Agency staff in February met with Robert Finn, who was confirmed in March as the U.S. ambassador to Afghanistan. USGS had identified several critical areas it concluded were essential to address in any effort to rebuild the nation: environmental issues, earthquakes, capacity and institution building -- modern bureaucratic code for training -- and oil, gas, coal, mineral and geospatial work.
"In the original briefing we gave Ambassador Finn, we outlined water, environment, oil and gas, coal, minerals and earthquakes," Medlin explained. "At the close of the meeting, he requested on the proposal that it address oil and gas, coal and minerals."
The list of areas of concern is critical, he continued, because "it sets the stage for how the whole reconstructive effort is being viewed by different groups within our government. By taking basically the oil and gas and coal and minerals, it (became) pretty obvious that the ambassador was interested in those things which would spur the economy and spur international investment into those sector in Afghanistan."
The unspoken message is issues such as water resources development, and environmental cleanup and protection -- that require funding but produce little or no return on investment -- are relegated to the background.
Medlin said although there is some interest in water development in the country, especially in the face of drought there, no one has yet expressed a desire to clean up Afghanistan's "environmental disaster." Furthermore, things are likely to grow worse because resources are being extracted without any environmental protections -- and the effects are visible, he added.
Science has been able to show a link between environmental pollution and infant mortality, and the rate in Afghanistan is 149 deaths per 1,000 live births -- only Angola is worse. Life expectancy among Afghan men is 46.6 years and, for women, 45.1 years, according to CIA data. This is 206th of 223 nations measured.
Meanwhile, there is the question of how to export minerals or energy resources. Afghanistan is a landlocked country about the size of Texas. As Oduolowu explained, Afghanistan does not have a port so "to develop anything, they have to have good relationships with their neighbors," which include Iran, Pakistan, the former Soviet states of Turkmenistan, Tajikistan and Uzbekistan, and a sliver of China. "The war has caused problems all along its borders," he said.
Even distribution within the country is questionable at the moment. Afghanistan is broken into eight political regions, each with its own warlord, none of whom trusts the others or the national government.
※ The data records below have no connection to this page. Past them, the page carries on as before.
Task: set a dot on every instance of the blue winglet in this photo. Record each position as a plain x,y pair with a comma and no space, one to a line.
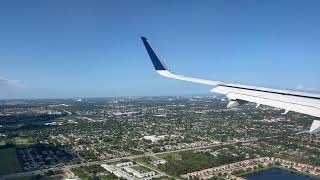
158,65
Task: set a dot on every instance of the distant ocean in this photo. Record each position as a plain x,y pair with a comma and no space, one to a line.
278,174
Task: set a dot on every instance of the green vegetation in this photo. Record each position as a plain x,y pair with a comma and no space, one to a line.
23,141
8,161
93,172
185,162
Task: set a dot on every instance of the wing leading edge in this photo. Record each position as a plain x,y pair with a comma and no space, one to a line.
305,103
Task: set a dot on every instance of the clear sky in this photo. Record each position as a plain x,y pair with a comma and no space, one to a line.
77,48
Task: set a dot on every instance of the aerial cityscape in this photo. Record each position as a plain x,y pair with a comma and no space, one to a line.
181,137
159,90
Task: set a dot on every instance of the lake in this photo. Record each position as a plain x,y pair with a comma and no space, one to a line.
278,174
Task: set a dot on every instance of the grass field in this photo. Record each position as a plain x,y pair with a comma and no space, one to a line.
8,161
23,141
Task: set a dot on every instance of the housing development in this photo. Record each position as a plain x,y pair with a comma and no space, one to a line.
192,137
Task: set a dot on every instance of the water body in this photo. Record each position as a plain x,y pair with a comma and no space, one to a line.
278,174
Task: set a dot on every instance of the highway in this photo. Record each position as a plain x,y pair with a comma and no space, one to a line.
30,173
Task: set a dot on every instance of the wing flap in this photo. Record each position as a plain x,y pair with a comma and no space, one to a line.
287,102
306,103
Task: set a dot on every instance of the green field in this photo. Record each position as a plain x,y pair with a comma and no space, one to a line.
8,161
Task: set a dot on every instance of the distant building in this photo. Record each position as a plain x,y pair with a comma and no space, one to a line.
125,164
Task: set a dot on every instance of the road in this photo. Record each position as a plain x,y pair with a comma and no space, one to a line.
30,173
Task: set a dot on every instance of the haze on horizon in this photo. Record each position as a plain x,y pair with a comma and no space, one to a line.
58,49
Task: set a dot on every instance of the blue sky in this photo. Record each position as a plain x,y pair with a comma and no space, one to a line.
76,48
The infrastructure has been destroyed and nearly all the experienced professional and technical people have left or been killed.
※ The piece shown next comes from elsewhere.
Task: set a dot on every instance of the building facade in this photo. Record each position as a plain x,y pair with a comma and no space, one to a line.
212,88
Medlin said even something as basic as building roads cannot be done without a thorough seismic analysis.
"Before you start looking at the infrastructure, you need to look at the earthquake risks," he said.
These risks are not hypothetical. The country has been rocked by three major quakes just in the past four years, the most recent one last spring. In February 1998, 2,323 people were killed in a quake along the Afghan-Tajikistan border and 4,000 more died in the same area during a quake in May of that same year. The northeastern area, where most of the known mineral resources are located, is the most earthquake-prone section of the country.
Politicians and policy makers frequently decry "bad science" and "bad data" when it suits their purposes, but here is a case where science and data have some concrete assistance to offer but few seem to want it.
Jack Schroder, a University of Nebraska professor of geology and geosciences, and a consultant to the State Department, issued this caution: "Afghanistan is very aware of being exploited ... we could do this very well. The U.S. government is not moving very fast. We are losing the peace. The Afghans are very unhappy with us now."
Medlin added, "We still have not gotten to a step where people are talking about reconstruction."
Given the current focus on Iraq, and America's notoriously short-term memory, it is entirely possible the plight of Afghanistan soon will be forgotten.